This image is a capture of the interactive explanation on how Matrix works named “How does it work?” on Matrix’s homepage, which I’d really recommand checking out. That’s why the Matrix IDs and homeservers' names aren’t the same as in my example.

For what it’s worth, I took a shortcut earlier since, in the Matrix spec, 1-to-1 chats are also rooms. So technically speaking, Alice and Bob were already in a room before Charlie wanted to chat with them.

It might also be worth noting that a room can have an unlimited number of aliases, acting as addresses for the room, which users can use to join it if it’s public. Their syntax takes the general form we saw earlier, using # as the sigil character. This way, !wbtZVAjTSFQzROqLrx:matrix.org becomes #cozy:matrix.org, which, let’s be honest, is quite easier to read and remember. As with a room’s ID, its homeserver part is the homeserver hosting the user who created the alias, which means that I can create #cozycloud:matrix.trancendances.fr if I have enough power level, as I’m using this homeserver.

As I quickly hinted at, a room can be either public or private. Public rooms can be joined by anyone knowing one of the room’s alias (or getting it from the homeserver’s public rooms directory if it’s published there), and private rooms work on an invite-only basis. In both cases, if the homeserver doesn’t already have a user in the room, it will ask another homeserver to make the join happen (either the homeserver alias which name is in the homeserver part of the alias for a public room, or the homeserver the invite is originating from for a private room).

Events, events everywhere

Now that we know what a room is, let’s talk about what’s passing inside of one. Earlier, I’ve been talking about messages, which are actually called “events”. Technically speaking, a Matrix event is a JSON object that’s sent in a room and dispatched to all other members of the room. It, of course, has an ID that’s generated by the homeserver hosting the user who sent the message, taking the general form we saw earlier and the $ sigil character. This JSON has metadata, such as a class name to identify different event types, an author, a creation timestamp, etc. It basically looks like this:

{
  "origin_server_ts": 1526072700313,
  "sender": "@Alice:matrix.alice.tld",
  "event_id": "$1526072700393WQoZb:matrix.alice.tld",
  "unsigned": {
    "age": 97,
    "transaction_id": "m1526072700255.17"
  },
  "content": {
    "body": "Hello Bob and Charlie! Welcome to my room :-)",
    "msgtype": "m.text"
  },
  "type": "m.room.message",
  "room_id": "!TCnDZIwFBeQyBCciFD:matrix.alice.tld"
}

The example above is an event sent from Alice to Bob and Charlie in the room they’re all in. It’s a message, as hinted at by the m.room.message class name in the type property. The content property, which must be an object, contains the event’s actual content. In this case, we can see the message is text, and the text itself. This precision is needed because m.room.message can be a text, but also an image, a video, a notice, etc. as mentioned in the spec.

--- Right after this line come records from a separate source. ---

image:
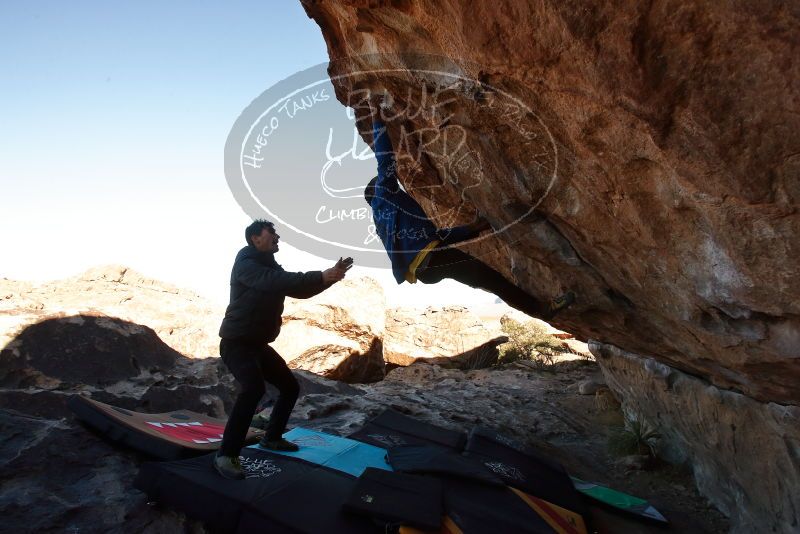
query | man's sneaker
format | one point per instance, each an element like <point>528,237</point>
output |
<point>260,421</point>
<point>229,467</point>
<point>560,303</point>
<point>279,444</point>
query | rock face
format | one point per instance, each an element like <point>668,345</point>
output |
<point>337,334</point>
<point>656,142</point>
<point>449,333</point>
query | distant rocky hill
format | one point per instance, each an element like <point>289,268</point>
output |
<point>182,319</point>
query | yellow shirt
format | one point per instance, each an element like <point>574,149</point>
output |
<point>411,274</point>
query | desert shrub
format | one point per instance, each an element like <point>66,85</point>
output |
<point>529,341</point>
<point>636,437</point>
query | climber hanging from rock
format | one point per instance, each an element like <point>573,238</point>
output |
<point>420,251</point>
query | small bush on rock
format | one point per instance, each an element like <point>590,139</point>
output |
<point>529,341</point>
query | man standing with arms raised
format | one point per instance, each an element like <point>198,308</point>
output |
<point>252,320</point>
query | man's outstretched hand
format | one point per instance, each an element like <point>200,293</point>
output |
<point>337,272</point>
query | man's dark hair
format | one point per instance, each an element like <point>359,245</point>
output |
<point>369,191</point>
<point>255,228</point>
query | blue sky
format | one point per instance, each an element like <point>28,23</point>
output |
<point>114,120</point>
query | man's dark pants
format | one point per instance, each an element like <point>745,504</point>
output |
<point>251,365</point>
<point>460,266</point>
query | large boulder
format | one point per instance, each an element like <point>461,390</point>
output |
<point>337,334</point>
<point>182,319</point>
<point>640,153</point>
<point>448,334</point>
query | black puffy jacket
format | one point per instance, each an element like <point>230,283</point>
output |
<point>258,288</point>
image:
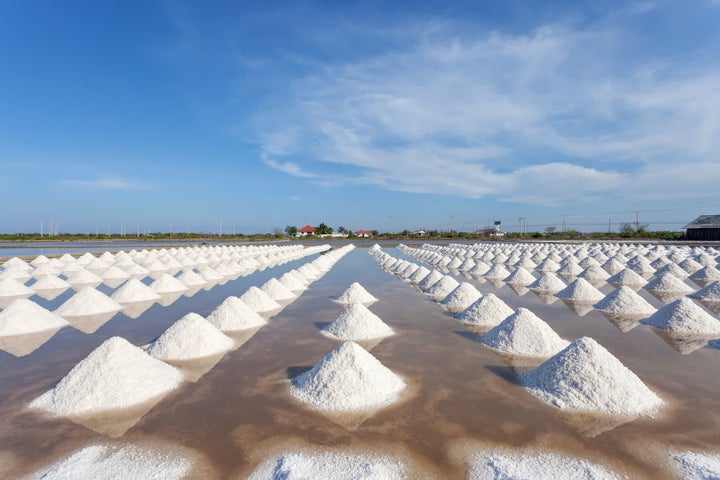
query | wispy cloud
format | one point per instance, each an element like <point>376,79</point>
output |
<point>556,111</point>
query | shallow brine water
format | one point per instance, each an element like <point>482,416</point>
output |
<point>461,394</point>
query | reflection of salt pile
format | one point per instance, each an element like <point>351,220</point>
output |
<point>522,465</point>
<point>190,337</point>
<point>461,298</point>
<point>580,291</point>
<point>335,465</point>
<point>684,316</point>
<point>442,288</point>
<point>23,316</point>
<point>116,462</point>
<point>348,379</point>
<point>115,375</point>
<point>357,323</point>
<point>524,334</point>
<point>625,301</point>
<point>233,315</point>
<point>356,293</point>
<point>488,311</point>
<point>88,301</point>
<point>134,291</point>
<point>259,300</point>
<point>696,465</point>
<point>586,377</point>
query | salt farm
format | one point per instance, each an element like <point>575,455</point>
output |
<point>479,361</point>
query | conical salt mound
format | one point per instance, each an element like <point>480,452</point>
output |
<point>586,377</point>
<point>234,315</point>
<point>357,323</point>
<point>549,282</point>
<point>23,316</point>
<point>356,293</point>
<point>686,317</point>
<point>625,301</point>
<point>461,298</point>
<point>580,291</point>
<point>166,283</point>
<point>276,290</point>
<point>442,288</point>
<point>668,284</point>
<point>524,334</point>
<point>134,291</point>
<point>348,379</point>
<point>711,293</point>
<point>488,311</point>
<point>190,337</point>
<point>259,300</point>
<point>116,375</point>
<point>88,301</point>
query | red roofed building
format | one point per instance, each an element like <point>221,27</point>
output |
<point>306,230</point>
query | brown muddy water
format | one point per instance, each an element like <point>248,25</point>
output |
<point>237,410</point>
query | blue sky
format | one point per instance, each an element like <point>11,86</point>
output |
<point>370,114</point>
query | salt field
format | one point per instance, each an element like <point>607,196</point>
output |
<point>290,361</point>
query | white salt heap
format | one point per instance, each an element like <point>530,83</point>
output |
<point>533,465</point>
<point>276,290</point>
<point>488,311</point>
<point>88,301</point>
<point>259,300</point>
<point>166,283</point>
<point>461,298</point>
<point>116,375</point>
<point>234,315</point>
<point>134,291</point>
<point>357,323</point>
<point>348,379</point>
<point>686,317</point>
<point>442,288</point>
<point>356,293</point>
<point>329,465</point>
<point>115,462</point>
<point>190,337</point>
<point>580,291</point>
<point>586,377</point>
<point>625,301</point>
<point>23,316</point>
<point>524,334</point>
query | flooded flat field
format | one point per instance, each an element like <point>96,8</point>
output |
<point>461,395</point>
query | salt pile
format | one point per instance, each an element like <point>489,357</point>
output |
<point>334,465</point>
<point>348,379</point>
<point>116,375</point>
<point>190,337</point>
<point>105,462</point>
<point>88,301</point>
<point>625,301</point>
<point>525,465</point>
<point>548,282</point>
<point>461,298</point>
<point>488,311</point>
<point>276,290</point>
<point>580,291</point>
<point>23,316</point>
<point>356,293</point>
<point>524,334</point>
<point>357,323</point>
<point>166,283</point>
<point>442,288</point>
<point>259,300</point>
<point>686,317</point>
<point>696,465</point>
<point>586,377</point>
<point>134,291</point>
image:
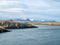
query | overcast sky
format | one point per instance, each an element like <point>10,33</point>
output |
<point>40,9</point>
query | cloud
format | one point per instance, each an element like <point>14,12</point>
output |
<point>31,8</point>
<point>12,10</point>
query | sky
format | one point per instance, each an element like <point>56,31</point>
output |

The unsigned property here only means the data in it mustn’t be taken into account when computing and verifying the cryptographic signature used by homeserver to pass the event to another homeserver.

The Matrix spec defines three kind of events that can pass through a room:

Timeline events, such as messages, which form the room’s timeline that’s shared between all homeservers in the room.
State events, that contain an additional state_key property, and form the current state of the room. They can describe room creation (m.room.create), topic edition (m.room.topic), join rules (i.e. either invite-only or public, m.room.join_rules), membership update (i.e. join, leave, invite or ban, m.room.member with the Matrix ID of the user whose membership is being updated as the state_key). Just like timeline events, they’re part of the room’s timeline, but unlike them, the latest event for a {type, state_key} duo is easily retrievable, as well as the room’s current state of the room, which is actually a JSON array contaning the latest events for all {type, state_key} duos. The Matrix APIs also allows one to easily retrieve the full state the room was at when a given timeline message was propagated through the room, and each state event refers to its parent.
Euphemeral events, which aren’t included in the room’s timeline, and are used to propagate information that doesn’t last in time, such as typing notification ("[…] is typing…").

Now, one of the things I really like about Matrix is that, besides the base event structure, you can technically put whatever you want into an event. There’s no constraint on its class name (except it can’t start with m., which is a namespace reserved for events defined in the spec), nor on its content, so you’re free to create your own events as you see fit, whether they are timeline events, state events or both (I’m not sure about euphemeral events, though). That’s how you can create whole systems using only Matrix as the backend.

Matrix events can also be redacted. This is the equivalent of a deletion, except the event isn’t actually deleted but stripped from its content so it doesn’t mess with the room’s timeline. The redacted event is then dispatched to every homeserver in the room so they can redact their local copy of the event as well. Regarding editing an event’s content, it’s not possible yet, but it’s a highly requested feature and should be available in the not so distant future.

A very basic client

Now I guess you’re wondering how you can use Matrix for your project, because learning the core principles is great but that doesn’t explain how to use the whole thing.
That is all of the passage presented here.